L’Insee (comme l’Europe, de longue date) retient une définition financière de la pauvreté. Le seuil de pauvreté est fixé conventionnellement à 60 % du niveau de vie médian des Français. En 2018, dernière année connue, ce seuil est de 1063 euros (revenu disponible pour une personne seule). 14,8 % de la population de la France métropolitaine vivant en ménage ordinaire se situent sous ce seuil, soit 9,3 millions de personnes. En 2019, selon les premières données de l’Insee, le taux de pauvreté baisserait de 0,3 points.

Cette mesure de la pauvreté n’est pas satisfaisante. Le seuil de pauvreté (qui augmente avec la composition des ménages) est élevé et assimile des personnes très modestes et d’autres en situation de grande pauvreté. Pour répondre à cette objection, l’on utilise parfois, pour mesurer la « vraie » pauvreté, un seuil plus bas, 50 % voire 40 % du revenu médian. L’Insee cependant ne juge pas cette méthode suffisamment discriminante : elle constate que, en termes de privations, la situation des personnes situées entre 40 et 50 % du revenu médian est très comparable. De plus, si l’on ne raisonne qu’en termes de revenus, l’on ne prend pas en compte certaines atténuations de la pauvreté, aides familiales ou propriété du logement. Pour mesurer la grande pauvreté, l’Insee combine donc deux critères, un revenu monétaire inférieur à 50 % du revenu médian et des privations matérielles, 7 au moins sur une liste de 13 qui concernent le logement, la nourriture, l’habillement, les loisirs.

Selon l’ouvrage de l’INSEE Revenus et patrimoine des ménages, Edition 2021, 1,9 millions de personnes se trouvent en situation de grande pauvreté, soit 1,5 % de la population. Ce taux, monté jusqu’à 1,9 % en 2010 a baissé jusqu’à 1,1 % en 2016. Les personnes concernées vivent dans des logements ordinaires mais aussi dans des habitations mobiles ou des centres d’accueil, voire sont sans domicile. Au-delà, 170 000 personnes sont susceptibles d’être en grande pauvreté, dans les cités universitaires, les foyers de jeunes travailleurs ou de migrants, les EHPAD. Les données manquent aussi pour les détenus.

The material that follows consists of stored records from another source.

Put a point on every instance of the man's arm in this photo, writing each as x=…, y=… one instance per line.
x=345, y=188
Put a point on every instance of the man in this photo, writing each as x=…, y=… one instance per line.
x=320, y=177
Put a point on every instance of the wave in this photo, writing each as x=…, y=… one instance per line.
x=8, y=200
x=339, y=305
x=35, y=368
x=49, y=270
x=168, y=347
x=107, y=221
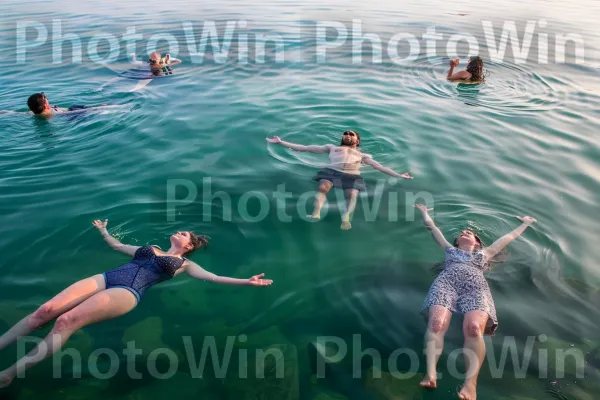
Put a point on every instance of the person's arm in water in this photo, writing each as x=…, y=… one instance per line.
x=369, y=161
x=197, y=272
x=298, y=147
x=501, y=243
x=459, y=76
x=112, y=242
x=435, y=231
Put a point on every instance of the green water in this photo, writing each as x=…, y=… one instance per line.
x=524, y=143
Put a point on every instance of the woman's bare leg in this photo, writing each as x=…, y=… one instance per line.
x=439, y=320
x=320, y=197
x=473, y=329
x=59, y=304
x=108, y=304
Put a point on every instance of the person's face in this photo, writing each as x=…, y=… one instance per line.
x=46, y=102
x=154, y=59
x=182, y=240
x=467, y=238
x=350, y=138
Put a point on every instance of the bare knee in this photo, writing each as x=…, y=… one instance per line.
x=473, y=330
x=65, y=323
x=41, y=316
x=324, y=187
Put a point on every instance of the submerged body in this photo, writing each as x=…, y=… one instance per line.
x=343, y=172
x=110, y=295
x=461, y=287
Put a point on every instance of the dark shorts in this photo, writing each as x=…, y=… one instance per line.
x=341, y=180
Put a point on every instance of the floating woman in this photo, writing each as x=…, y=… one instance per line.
x=462, y=288
x=473, y=73
x=111, y=294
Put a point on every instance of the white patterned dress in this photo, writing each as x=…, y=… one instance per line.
x=461, y=286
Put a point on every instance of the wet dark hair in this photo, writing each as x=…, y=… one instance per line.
x=475, y=67
x=357, y=135
x=439, y=267
x=37, y=103
x=198, y=241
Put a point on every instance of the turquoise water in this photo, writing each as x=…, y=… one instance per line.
x=524, y=143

La grande pauvreté mesurée par l’Insee compte beaucoup d’enfants (35 %), peu de personnes âgées (7 % seulement ont plus de 65 ans) et, pour 25 %, des habitants des DOM. Elle compte davantage de personnes seules que la population ordinaire et 25 % sont des familles monoparentales. Les prestations sociales constituent 56 % du revenu des personnes en grande pauvreté. Un tiers est au chômage, un tiers inactif, un tiers travaille mais de manière discontinue ou à temps partiel. Un tiers enfin déclare des limitations dues à un problème de santé.  Cette grande pauvreté est localisable : elle est davantage présente en Ile de France, sur le pourtour méditerranéen et dans le Nord Pas de Calais, dans des unités urbaines moyennes.

Les privations sont importantes : aucune des personnes concernées ne peut faire face à une dépense imprévue, presqu’aucune ne peut remplacer un meuble hors d’usage, 8 sur 10 ne peuvent s’acheter des vêtements neufs.  Surtout, cette pauvreté est durable : trois ans après, une personne sur 8 seulement en est sortie.

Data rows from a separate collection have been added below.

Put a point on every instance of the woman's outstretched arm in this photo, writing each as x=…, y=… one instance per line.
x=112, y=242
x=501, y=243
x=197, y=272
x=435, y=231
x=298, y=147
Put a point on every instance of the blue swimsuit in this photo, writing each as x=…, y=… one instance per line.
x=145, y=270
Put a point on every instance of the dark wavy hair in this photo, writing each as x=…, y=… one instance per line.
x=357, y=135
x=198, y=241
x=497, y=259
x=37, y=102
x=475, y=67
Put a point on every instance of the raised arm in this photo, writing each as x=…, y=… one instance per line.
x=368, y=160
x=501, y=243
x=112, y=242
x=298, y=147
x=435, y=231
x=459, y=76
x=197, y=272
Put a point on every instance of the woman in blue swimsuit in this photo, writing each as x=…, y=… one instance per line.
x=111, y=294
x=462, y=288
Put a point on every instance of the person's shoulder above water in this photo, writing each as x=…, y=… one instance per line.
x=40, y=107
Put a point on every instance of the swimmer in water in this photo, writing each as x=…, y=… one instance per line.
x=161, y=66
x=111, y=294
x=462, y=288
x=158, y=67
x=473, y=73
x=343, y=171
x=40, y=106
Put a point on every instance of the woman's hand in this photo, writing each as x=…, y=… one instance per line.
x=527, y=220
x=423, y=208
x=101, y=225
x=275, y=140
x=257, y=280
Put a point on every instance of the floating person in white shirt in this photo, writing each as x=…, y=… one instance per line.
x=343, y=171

C’est sans doute cette grande pauvreté que les aides sociales devraient mieux limiter, en améliorant la situation des familles monoparentales, en limitant les emplois de mauvaise qualité…et en augmentant le niveau du RSA. Mais, jusqu’ici, cette grande pauvreté n’a guère été au cœur des politiques publiques : dans le domaine de la lutte contre la pauvreté, une des principales mesures du quinquennat a été l’amélioration de la prime d’activité, qui vise les travailleurs modestes et non les personnes très pauvres. Le projet de garantie jeunes universelle étudié ce printemps serait une réponse, mais elle ne suffirait pas.